Why would a leisure company need to have such sophisticated back office processes?
People book and so pre-pay their holidays one or two years in advance with us.
So, the key is to try and run the business on a day-to-day basis in terms of fully accurate cost analysis - to not only just control our costs but to also improve the Sandals and Beaches product constantly.
We’re a long way from the all-inclusive breakfast buffet; we have a very wide range of bars and restaurants and concepts within our resorts that we need to constantly make better and fit with what people want today. I wanted one platform to be able to do all this consistently and transparently.
Step forward, corporate performance management
A more optimized way would also make the consolidation process a lot easier, which as noted above had historically been outsourced to third parties.
In the CFO’s world, consolidation is the process of combining financial data from several business entities and rolling it up to your one parent company.
In his first couple of years in post, Lawler saw how inefficient the then-Sandals way of doing this was.
As you go through this process with so many entities you recognize that there's gaps and holes and people do things differently. The consolidation process was an absolute nightmare, was run externally by external accounting firms, and just very haphazard across the group. Trying to standardize the whole process across the group was a big driver.
Lawler’s chosen partner in the rationalization of his organization’s core back office processes is corporate performance management (CPM) software specialist OneStream Software.
Lawler says he was attracted to a CPM approach as he liked the idea of a product with different modules rather than a set of separate ones as Sandals had been trying to make work.
He also liked the idea of his new system being a fully encrypted solution delivered over the cloud.
Like I said, we are a family-run business and so we always had our own databases, our own servers, and so on. They were always all backed up, but they were in one location so at the end of the day you're still vulnerable.
Now, with cloud we can go with the latest technology that’s totally secure. Since we started, apart from maintenance messages that it’s going to be taken down for an upgrade, we’ve had no downtime at all.
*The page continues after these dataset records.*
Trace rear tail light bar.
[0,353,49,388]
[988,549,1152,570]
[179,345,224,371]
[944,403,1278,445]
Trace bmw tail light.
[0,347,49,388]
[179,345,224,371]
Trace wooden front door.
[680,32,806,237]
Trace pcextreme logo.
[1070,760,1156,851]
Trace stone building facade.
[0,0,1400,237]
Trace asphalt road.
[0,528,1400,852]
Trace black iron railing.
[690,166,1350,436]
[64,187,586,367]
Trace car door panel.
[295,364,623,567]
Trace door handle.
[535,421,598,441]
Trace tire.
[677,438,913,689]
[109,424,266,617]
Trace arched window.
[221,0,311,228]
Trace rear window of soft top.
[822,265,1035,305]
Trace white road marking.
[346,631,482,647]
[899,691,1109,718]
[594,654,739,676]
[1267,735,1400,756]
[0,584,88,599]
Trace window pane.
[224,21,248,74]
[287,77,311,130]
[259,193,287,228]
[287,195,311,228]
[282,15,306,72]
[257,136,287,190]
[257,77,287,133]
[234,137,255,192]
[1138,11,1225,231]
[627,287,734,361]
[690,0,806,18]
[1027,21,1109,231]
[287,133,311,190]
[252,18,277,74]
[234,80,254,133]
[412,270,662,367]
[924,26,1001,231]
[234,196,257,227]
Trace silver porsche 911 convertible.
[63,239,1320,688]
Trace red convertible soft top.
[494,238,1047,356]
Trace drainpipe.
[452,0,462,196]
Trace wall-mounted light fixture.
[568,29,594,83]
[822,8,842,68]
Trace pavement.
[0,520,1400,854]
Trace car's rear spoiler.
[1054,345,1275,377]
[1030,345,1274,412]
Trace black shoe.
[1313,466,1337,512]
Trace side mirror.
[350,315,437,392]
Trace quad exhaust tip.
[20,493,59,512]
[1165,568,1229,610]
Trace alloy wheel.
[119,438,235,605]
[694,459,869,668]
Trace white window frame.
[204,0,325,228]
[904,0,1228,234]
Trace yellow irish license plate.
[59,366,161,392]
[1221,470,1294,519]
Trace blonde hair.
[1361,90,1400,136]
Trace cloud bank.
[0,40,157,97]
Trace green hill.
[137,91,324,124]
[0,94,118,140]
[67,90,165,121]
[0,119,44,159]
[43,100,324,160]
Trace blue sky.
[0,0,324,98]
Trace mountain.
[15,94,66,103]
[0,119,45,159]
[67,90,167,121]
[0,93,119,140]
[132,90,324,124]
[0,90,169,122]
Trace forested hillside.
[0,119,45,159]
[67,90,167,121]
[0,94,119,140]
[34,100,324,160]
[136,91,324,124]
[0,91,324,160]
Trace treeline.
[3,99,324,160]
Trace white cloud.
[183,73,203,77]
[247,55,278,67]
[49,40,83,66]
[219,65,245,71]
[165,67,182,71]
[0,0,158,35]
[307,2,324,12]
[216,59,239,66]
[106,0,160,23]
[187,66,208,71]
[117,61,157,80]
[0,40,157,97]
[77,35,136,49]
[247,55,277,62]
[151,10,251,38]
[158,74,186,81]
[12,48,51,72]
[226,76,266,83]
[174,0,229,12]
And it gives me what I wanted - everything running off one database and only ever one source of the truth.
Live for 14 months after being implemented by an IT services company called Riveron Consulting, Lawler says the system has met all his original project aims.
To take just the consolidation side, that we could only do once at year end but now we can do it monthly and have completely taken out the external cost of doing that.
There's no point in waiting for six months after the year to try and start your consolidation process and get a report from some external auditor; you need to know throughout the year so that people can actually run the business on the data that's going to tie back to your year-end reporting.
Beyond that, he says, reports are standard and consolidated from the top down, and budgeting and forecasting processes now get done live on the system.
Finance did not have CPM in time to use it for its full budget for 2024 but is currently using it for all strategy and process, which is done on a quarterly basis.
Currently, Sandals has 50 users of the new system across the group: 40 in Finance and 10 for reporting.
But that’s just the start, as Lawler’s vision is to get every Sandals or Beaches restaurant and bar manager live data at their fingertips to make their jobs easier and make decisions on live, not historical, data.
Next up, Lawler plans to turn on more modules in the system - starting with workforce planning for the group’s 18,000 staff, tax, ESG reporting, and possibly asset management.
Summing up his move to a single source of accounting truth, for Lawler, he says:
This is about us serving our internal customers better—giving them a better working environment and also making us operate much more consistently.